Wisła Sandomierz wygrała z Popradem Muszyna. Wiele działo się w końcówce

(KAR)
Kamil Markiewicz
W sobotnim, wyjazdowym spotkaniu Wisła Sandomierz pokonała Poprad Muszyna 2:1

Poprad Muszyna - Wisła Sandomierz 1:2 (0:1)

Bramki: 0:1 Marcin Stróżak 18 min., 1:1 Bartłomiej Damasiewicz 83, 1:2 Karol Szustak 87.

Poprad: Paździor - Janur, Zielonka, Podgórni, Maślanka - Sobas (80. Musz), Bomba, Łyduch (46. Damasiewicz), Kurzywilk - Polański, Tokarz.

Wisła: Zolech 6 - Korona 6 (75. Bażant 2), Beszczyński 7, Kolbusz 6, Chorab 6 (85. Kwiecień nie klas.) - Lampart 6, Sudy 7, Burzyński 6, Bukała 6 (65. Szustak 4) - Stróżak 7, Dziadzio 6 (50. Szepeta 3).

Kartki: żółte: Janur, Zielonka (Poprad); Chorab, Sudy, Beszczyński, Burzyński, Kolbusz (Wisła). Sędziował: Konrad Kolak (Stary Sącz). Widzów: 100.

Początek spotkania w Muszynie należał do gości, którzy zdominowali boisko. W tym czasie Wisła stworzyła sobie kilka podbramkowych sytuacji, z których wykorzystała jedną. Do bramki Popradu w 18 minucie trafił Marcin Stróżak. Tuż przed przerwą gra się wyrównała.

Po powrocie do gry gospodarze zaczęli częściej utrzymywać się przy piłce. Mieli oni kilka okazji do zdobycia bramki. Wykorzystali dopiero tą z 83 minuty. Gola strzelił Bartłomiej Damasiewicz.

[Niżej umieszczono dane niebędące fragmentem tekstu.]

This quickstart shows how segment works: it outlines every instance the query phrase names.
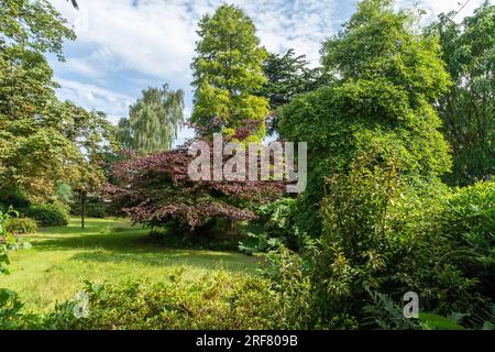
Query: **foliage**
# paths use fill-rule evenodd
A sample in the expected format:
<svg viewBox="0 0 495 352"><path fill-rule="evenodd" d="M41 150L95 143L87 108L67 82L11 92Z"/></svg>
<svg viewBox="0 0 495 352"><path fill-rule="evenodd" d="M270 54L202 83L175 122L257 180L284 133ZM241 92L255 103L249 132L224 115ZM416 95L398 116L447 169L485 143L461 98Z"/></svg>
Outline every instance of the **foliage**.
<svg viewBox="0 0 495 352"><path fill-rule="evenodd" d="M284 55L268 54L263 70L267 81L261 88L260 95L268 99L270 108L274 111L268 129L271 133L277 130L276 109L300 94L317 89L328 79L322 68L309 68L306 56L296 56L294 50Z"/></svg>
<svg viewBox="0 0 495 352"><path fill-rule="evenodd" d="M495 296L495 182L458 189L441 216L452 251L441 258L480 280L480 293Z"/></svg>
<svg viewBox="0 0 495 352"><path fill-rule="evenodd" d="M102 113L58 101L44 57L62 61L74 32L45 0L2 1L0 13L0 188L46 201L57 183L100 179L111 125Z"/></svg>
<svg viewBox="0 0 495 352"><path fill-rule="evenodd" d="M322 50L336 82L293 99L277 113L280 136L308 143L308 188L298 224L320 232L324 178L345 173L358 155L396 158L408 183L449 170L448 144L433 103L449 85L438 42L411 30L415 16L393 2L365 0Z"/></svg>
<svg viewBox="0 0 495 352"><path fill-rule="evenodd" d="M240 250L249 254L276 250L280 245L302 250L309 238L296 226L297 211L294 198L283 198L255 209L258 218L251 221L249 239L240 243Z"/></svg>
<svg viewBox="0 0 495 352"><path fill-rule="evenodd" d="M16 251L20 248L30 248L30 244L26 242L22 245L19 244L8 229L13 216L16 217L18 212L12 207L7 212L0 210L0 275L10 273L7 267L10 264L9 252ZM14 292L8 288L0 288L0 330L18 329L22 324L26 324L25 321L29 321L29 316L24 316L21 312L22 306Z"/></svg>
<svg viewBox="0 0 495 352"><path fill-rule="evenodd" d="M31 201L20 189L2 189L0 193L0 210L7 211L10 207L14 209L28 208Z"/></svg>
<svg viewBox="0 0 495 352"><path fill-rule="evenodd" d="M495 6L484 2L462 23L442 14L427 34L440 38L454 82L437 108L453 154L452 174L444 178L472 185L495 170Z"/></svg>
<svg viewBox="0 0 495 352"><path fill-rule="evenodd" d="M138 154L169 150L184 122L184 91L147 88L129 109L129 118L119 121L117 140Z"/></svg>
<svg viewBox="0 0 495 352"><path fill-rule="evenodd" d="M370 293L371 304L364 306L363 327L380 330L419 330L419 324L404 317L403 307L387 295Z"/></svg>
<svg viewBox="0 0 495 352"><path fill-rule="evenodd" d="M193 160L187 147L180 147L117 164L114 177L122 187L108 185L106 196L135 222L151 227L172 222L178 231L207 234L219 219L254 219L250 207L282 193L275 183L191 180Z"/></svg>
<svg viewBox="0 0 495 352"><path fill-rule="evenodd" d="M30 218L11 218L6 223L6 229L13 234L34 233L37 231L37 223Z"/></svg>
<svg viewBox="0 0 495 352"><path fill-rule="evenodd" d="M179 279L180 273L177 273ZM184 285L129 283L88 284L89 317L72 315L76 301L58 305L44 322L50 329L274 329L279 312L270 283L260 278L218 273Z"/></svg>
<svg viewBox="0 0 495 352"><path fill-rule="evenodd" d="M257 134L263 136L268 101L253 92L266 81L262 65L267 54L253 22L241 9L223 4L201 19L198 35L190 121L206 135L238 129L244 120L257 121Z"/></svg>
<svg viewBox="0 0 495 352"><path fill-rule="evenodd" d="M19 209L19 211L36 220L41 227L65 227L68 223L67 210L57 205L35 204L30 208Z"/></svg>
<svg viewBox="0 0 495 352"><path fill-rule="evenodd" d="M419 314L419 320L424 330L464 330L457 321L430 312Z"/></svg>

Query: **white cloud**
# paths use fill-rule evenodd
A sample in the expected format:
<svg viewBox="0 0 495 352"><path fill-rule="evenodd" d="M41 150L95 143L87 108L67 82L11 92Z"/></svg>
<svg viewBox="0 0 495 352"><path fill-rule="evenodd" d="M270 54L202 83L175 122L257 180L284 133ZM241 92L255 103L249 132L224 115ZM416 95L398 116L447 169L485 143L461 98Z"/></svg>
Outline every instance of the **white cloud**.
<svg viewBox="0 0 495 352"><path fill-rule="evenodd" d="M66 78L57 79L63 87L59 96L88 109L103 110L113 122L127 116L128 106L138 98L119 92L130 91L121 86L122 81L129 81L134 88L131 90L136 91L151 85L146 81L152 77L155 82L169 82L174 89L189 91L189 65L197 41L197 23L202 15L213 13L226 2L80 0L77 11L69 1L51 1L75 26L78 35L76 43L69 45L73 50L67 63L54 66L56 75ZM319 62L321 42L334 34L346 20L344 16L350 14L339 12L348 8L343 6L346 1L227 0L240 6L253 19L261 43L268 51L283 53L295 48L298 55L306 54L312 66ZM431 20L440 12L459 10L459 1L398 0L398 6L419 3ZM457 20L471 14L482 1L471 0ZM79 77L91 85L76 81ZM188 117L191 101L186 101L186 107ZM191 135L190 130L183 130L179 141Z"/></svg>

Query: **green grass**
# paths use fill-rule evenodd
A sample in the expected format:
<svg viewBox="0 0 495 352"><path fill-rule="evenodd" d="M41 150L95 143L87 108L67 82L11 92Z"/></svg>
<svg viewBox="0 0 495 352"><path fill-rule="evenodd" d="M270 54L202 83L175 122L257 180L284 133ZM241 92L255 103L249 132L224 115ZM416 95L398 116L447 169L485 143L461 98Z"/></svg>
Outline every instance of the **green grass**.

Według wielu obserwatorów bramka nie powinna zostać uznana. Po uderzeniu gracza gospodarzy futbolówka trafiła w poprzeczkę, następnie w linię bramkową i wróciła na boisku. Arbiter spotkania Konrad Kolak uznał, że przekroczyła ona linię bramkową uznając gola. Wisła po wznowieniu gry szybko wzięła się do pracy, aby znów wyjść na prowadzenie. Udało się to zrealizować. W 87 minucie Wisła przeprowadziła skuteczny atak. Golkipera gospodarzy Damiana Paździora pokonał rezerwowy Karol Szustak, który na boisku pojawił się w 65 minucie. Sandomierzanie przez ostatnie minuty tego pojedynku, mimo dużego zmęczenia, kontrolowali to, co działo się na boisku, nie pozwalając graczom Popradu na zbliżenie się do ich pola karnego.

Jarosław Pacholarz, Wisła:
- Przez pierwsze 30 minut zdominowaliśmy rywali. W tym czasie stworzyliśmy sobie kilka podbramkowych okazji, z których wykorzystaliśmy jedną. W drugiej połowie gospodarze uzyskali optyczną przewagę. Całe szczęście udało nam się wygrać.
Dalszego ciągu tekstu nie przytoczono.